Background/Purpose: The purpose of our study was to identify the ratio of IgG4-related retroperitoneal fibrosis (RPF) which were diagnosed as idiopathic RPF and investigate histological and clinical characteristics of IgG4-related RPF.

Methods: We retrospectively reviewed the medical records of 41 RPF patients in a tertiary care medical center between January 2000 and January 2013. We identified 20 pathologies which were obtained from biopsy or surgery. Immunostaining of IgG4 and histopathologic examination was performed in all surgical pathologies according to 2012 consensus statement on the pathology of IgG4-related disease. Clinical characteristics were also compared between IgG4-related RPF and idiopathic RPF.
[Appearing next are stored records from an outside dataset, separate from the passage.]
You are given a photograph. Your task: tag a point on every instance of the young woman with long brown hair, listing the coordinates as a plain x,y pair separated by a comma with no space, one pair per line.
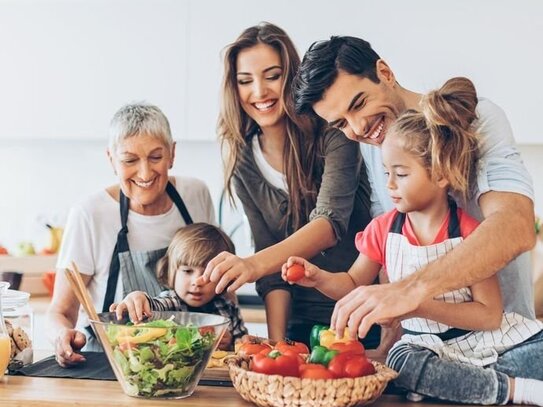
303,187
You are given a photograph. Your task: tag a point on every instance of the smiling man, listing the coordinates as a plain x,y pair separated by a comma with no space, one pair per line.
344,81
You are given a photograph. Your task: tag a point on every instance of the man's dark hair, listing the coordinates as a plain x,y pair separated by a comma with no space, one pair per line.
321,64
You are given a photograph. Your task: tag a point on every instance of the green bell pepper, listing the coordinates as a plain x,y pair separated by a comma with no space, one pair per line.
314,338
322,355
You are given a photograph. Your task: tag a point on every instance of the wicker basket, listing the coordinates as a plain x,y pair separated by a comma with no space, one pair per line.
278,391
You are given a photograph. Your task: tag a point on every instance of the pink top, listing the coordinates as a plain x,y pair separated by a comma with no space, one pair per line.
372,241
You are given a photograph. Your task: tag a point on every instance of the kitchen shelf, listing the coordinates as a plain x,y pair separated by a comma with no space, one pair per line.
28,264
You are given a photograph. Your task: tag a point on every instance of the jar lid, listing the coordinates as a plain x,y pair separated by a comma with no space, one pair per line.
14,299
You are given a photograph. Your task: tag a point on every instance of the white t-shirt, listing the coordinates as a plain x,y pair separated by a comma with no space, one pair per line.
92,227
499,168
270,174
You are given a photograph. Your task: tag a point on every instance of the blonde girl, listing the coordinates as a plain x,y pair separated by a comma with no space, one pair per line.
179,270
459,346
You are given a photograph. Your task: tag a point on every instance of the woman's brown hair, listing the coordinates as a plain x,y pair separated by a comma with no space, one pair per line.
301,158
193,245
442,134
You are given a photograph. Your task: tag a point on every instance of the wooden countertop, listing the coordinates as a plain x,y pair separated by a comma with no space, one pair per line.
19,391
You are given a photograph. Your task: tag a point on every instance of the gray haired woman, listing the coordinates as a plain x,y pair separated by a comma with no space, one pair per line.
117,235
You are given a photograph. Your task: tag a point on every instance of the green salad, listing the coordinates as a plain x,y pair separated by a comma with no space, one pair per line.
160,358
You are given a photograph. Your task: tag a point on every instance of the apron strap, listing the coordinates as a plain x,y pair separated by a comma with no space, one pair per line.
454,223
122,240
120,247
397,224
178,201
453,227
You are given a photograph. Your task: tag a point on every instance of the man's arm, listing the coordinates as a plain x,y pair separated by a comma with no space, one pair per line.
506,232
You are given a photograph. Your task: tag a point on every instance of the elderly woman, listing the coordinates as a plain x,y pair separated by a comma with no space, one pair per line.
117,235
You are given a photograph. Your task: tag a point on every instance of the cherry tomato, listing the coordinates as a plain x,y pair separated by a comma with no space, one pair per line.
252,348
275,362
295,272
287,344
351,346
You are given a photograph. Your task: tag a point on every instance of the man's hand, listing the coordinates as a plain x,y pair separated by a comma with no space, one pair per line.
374,304
311,275
228,269
136,304
68,342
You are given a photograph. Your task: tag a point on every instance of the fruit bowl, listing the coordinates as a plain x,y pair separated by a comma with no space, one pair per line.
164,356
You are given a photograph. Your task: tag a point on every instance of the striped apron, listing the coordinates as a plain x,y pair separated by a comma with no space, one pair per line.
479,348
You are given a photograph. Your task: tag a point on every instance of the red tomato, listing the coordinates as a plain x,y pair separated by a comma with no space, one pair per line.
315,371
351,347
275,363
350,365
287,344
363,367
252,348
295,272
206,329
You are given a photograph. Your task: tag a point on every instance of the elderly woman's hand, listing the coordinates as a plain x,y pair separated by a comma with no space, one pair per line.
230,271
66,346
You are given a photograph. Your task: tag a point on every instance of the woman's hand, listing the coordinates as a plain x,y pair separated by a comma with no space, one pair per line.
136,304
68,342
311,276
230,271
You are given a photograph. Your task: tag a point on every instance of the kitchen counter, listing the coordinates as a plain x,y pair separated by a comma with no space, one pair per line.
19,391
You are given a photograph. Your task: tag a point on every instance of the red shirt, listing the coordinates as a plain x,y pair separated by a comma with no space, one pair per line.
372,241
Results: In a total 20 RPF cases, more than 30 IgG4 positive plasma cells were identified in 10 cases with dense lymphoplasmacytic infiltrate, storiform fibrosis, or obliterative phlebitis (IgG4 related RPF), but a few (°Â5) IgG4 positive or IgG4 negative cases were also identified in 10 cases (idiopathic RPF). Among 10 IgG4-related RPF, highly suggestive and probable features of IgG4 related RPF in histology were shown in 8 cases and 2 cases, respectively. In comparison between IgG4 related and idiopathic RPF, recurrence rate of IgG4-related RPF (60%) was higher than that of idiopathic RPF (10%) (p=0.032) (figure 1). Initial and 3 month cumulative steroid dosages were not different between two groups.

Conclusion:  We found that IgG4 related RPF according to 2012 consensus statement on the pathology of IgG4-related disease was 50% of the patients who had been diagnosed as idiopathic RPF in the past. We suggested that more aggressive therapy might be considered in IgG4-related RPF to reduce recurrence rate initially.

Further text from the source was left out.